Monday, February 7, 2011

MORE FIGURES IN CONTE, WATERSOLUABLE CRAYON AND WATERCOLOR


The next exercise from the book is an easy one - just mark-making on the paper.  Using a large enough sheet so you can get the movement from the shoulder, not the wrist.


Then I took that idea of mark-making and reworked some quick sketches I'd done in my figure drawing sessions - was that a year ago or more??  Gosh, time flies when you're getting old.























I liked the roundness of the figure on the viewer's right so I made the figure on the left more angular.

Since I liked the figure on the right the most, I used it to begin another painting but I began the painting by using watersoluable crayons to draw the figure on the watercolor paper.  Then I played with the drawing a bit and added watercolors with a brush and kept going back in with the crayons. 

And this is what I finished with (yes, I know that arm looks weird and is not positioned correctly but accuracy isn't what this is about right now so I'm giving myself a pass on that one).



I'm never quite sure why I use the colors I use in these - it just seems to be an unconscious choice (but I have been reading a biography of Alice Need and she outlined her figures with black and then blue marks so maybe that influenced this one).  I've got blues and yellows and ochres and pinks and oranges in the body colors.

The background is conte crayon put on while the paper there was still fairly dry, mixed with some watercolor crayon that had been wetted down and blended.  I like the vibration of it.




Did "your team" win the SuperBowl?  I watched it - but just for the commercials :)

Did you see Nancy Standlee's torn paper collages all featuring SuperBowl stuff (helmets, shoes, etc.)?  Pretty cool. 

5 comments:

Unknown said...

I like the continued evolution of your figure drawings. Great job. I think I will post some too.

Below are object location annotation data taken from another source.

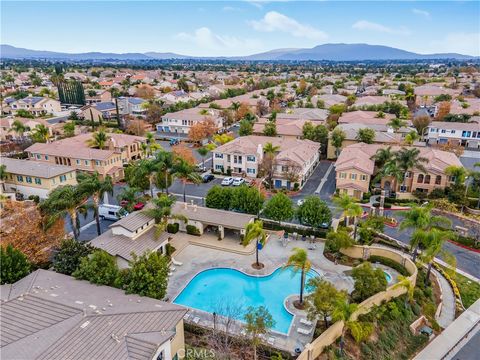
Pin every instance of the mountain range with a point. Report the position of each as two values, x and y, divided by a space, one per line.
329 52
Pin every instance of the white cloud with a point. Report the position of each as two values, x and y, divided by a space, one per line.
274 21
206 40
371 26
420 12
462 43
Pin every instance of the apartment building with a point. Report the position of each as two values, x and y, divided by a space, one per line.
75 152
36 105
180 121
294 162
455 133
48 315
34 178
355 169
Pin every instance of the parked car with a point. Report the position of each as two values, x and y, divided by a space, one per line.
238 181
227 181
138 206
111 212
207 178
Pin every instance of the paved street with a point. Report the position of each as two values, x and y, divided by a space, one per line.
467 261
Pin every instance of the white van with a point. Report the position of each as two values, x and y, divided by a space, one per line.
111 212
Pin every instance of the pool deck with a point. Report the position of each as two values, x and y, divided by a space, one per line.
206 252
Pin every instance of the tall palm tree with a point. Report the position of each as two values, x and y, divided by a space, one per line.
19 128
254 231
406 283
409 159
420 219
350 208
343 311
92 185
98 140
186 173
299 261
165 162
161 211
41 133
433 241
396 124
64 200
203 151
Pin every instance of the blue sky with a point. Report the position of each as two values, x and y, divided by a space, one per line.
213 28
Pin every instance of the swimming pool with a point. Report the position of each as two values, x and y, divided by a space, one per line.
218 290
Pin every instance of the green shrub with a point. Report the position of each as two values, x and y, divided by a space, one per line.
173 228
193 230
390 263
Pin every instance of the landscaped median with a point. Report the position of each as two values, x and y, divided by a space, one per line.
316 347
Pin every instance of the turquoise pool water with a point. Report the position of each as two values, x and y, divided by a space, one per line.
215 290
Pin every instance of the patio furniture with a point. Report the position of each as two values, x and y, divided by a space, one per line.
306 322
304 331
176 263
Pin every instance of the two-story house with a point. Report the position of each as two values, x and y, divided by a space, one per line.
455 133
179 122
75 152
34 178
294 161
355 168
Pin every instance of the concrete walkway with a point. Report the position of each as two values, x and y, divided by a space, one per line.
447 314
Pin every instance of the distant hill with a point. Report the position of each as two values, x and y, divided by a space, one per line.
331 52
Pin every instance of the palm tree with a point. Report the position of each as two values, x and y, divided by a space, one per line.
458 173
350 208
405 282
41 133
409 159
203 151
383 156
19 128
92 185
98 140
64 200
161 212
165 162
433 241
420 219
254 231
186 173
299 262
396 124
270 151
343 311
128 194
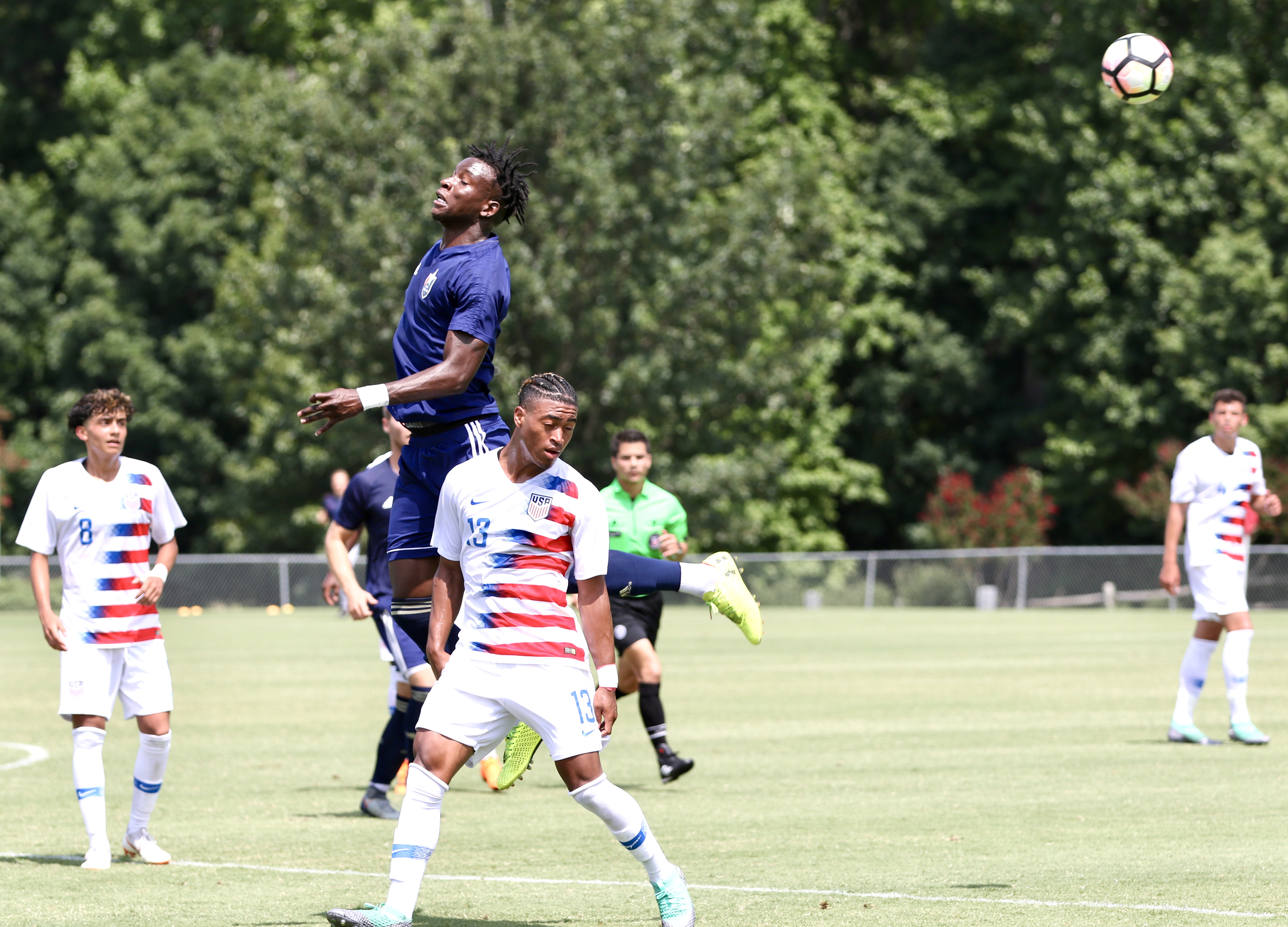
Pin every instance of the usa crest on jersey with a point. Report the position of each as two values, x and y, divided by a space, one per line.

hw (hallie) farber said...

These figures are wonderful!

RH Carpenter said...

Thanks, Tim. It is an evolution and I hope it takes me somewhere good!

Hallie, thanks. I do enjoy figures but should try to get better at them - perhaps more figure drawing classes whenever spring arrives.

Jane said...

I like these figures..true the arm is not perfect, but there is an excellent shape of the bodies. Your blog always gives a lot of inspiration .

RH Carpenter said...

Jane, it was funny but I could not "see" what was wrong with that arm although I knew it was wrong - until I just scrolled down from the drawing to the "painting" and saw how high up I placed it! It's amazing what our eyes can - and can't - see at times.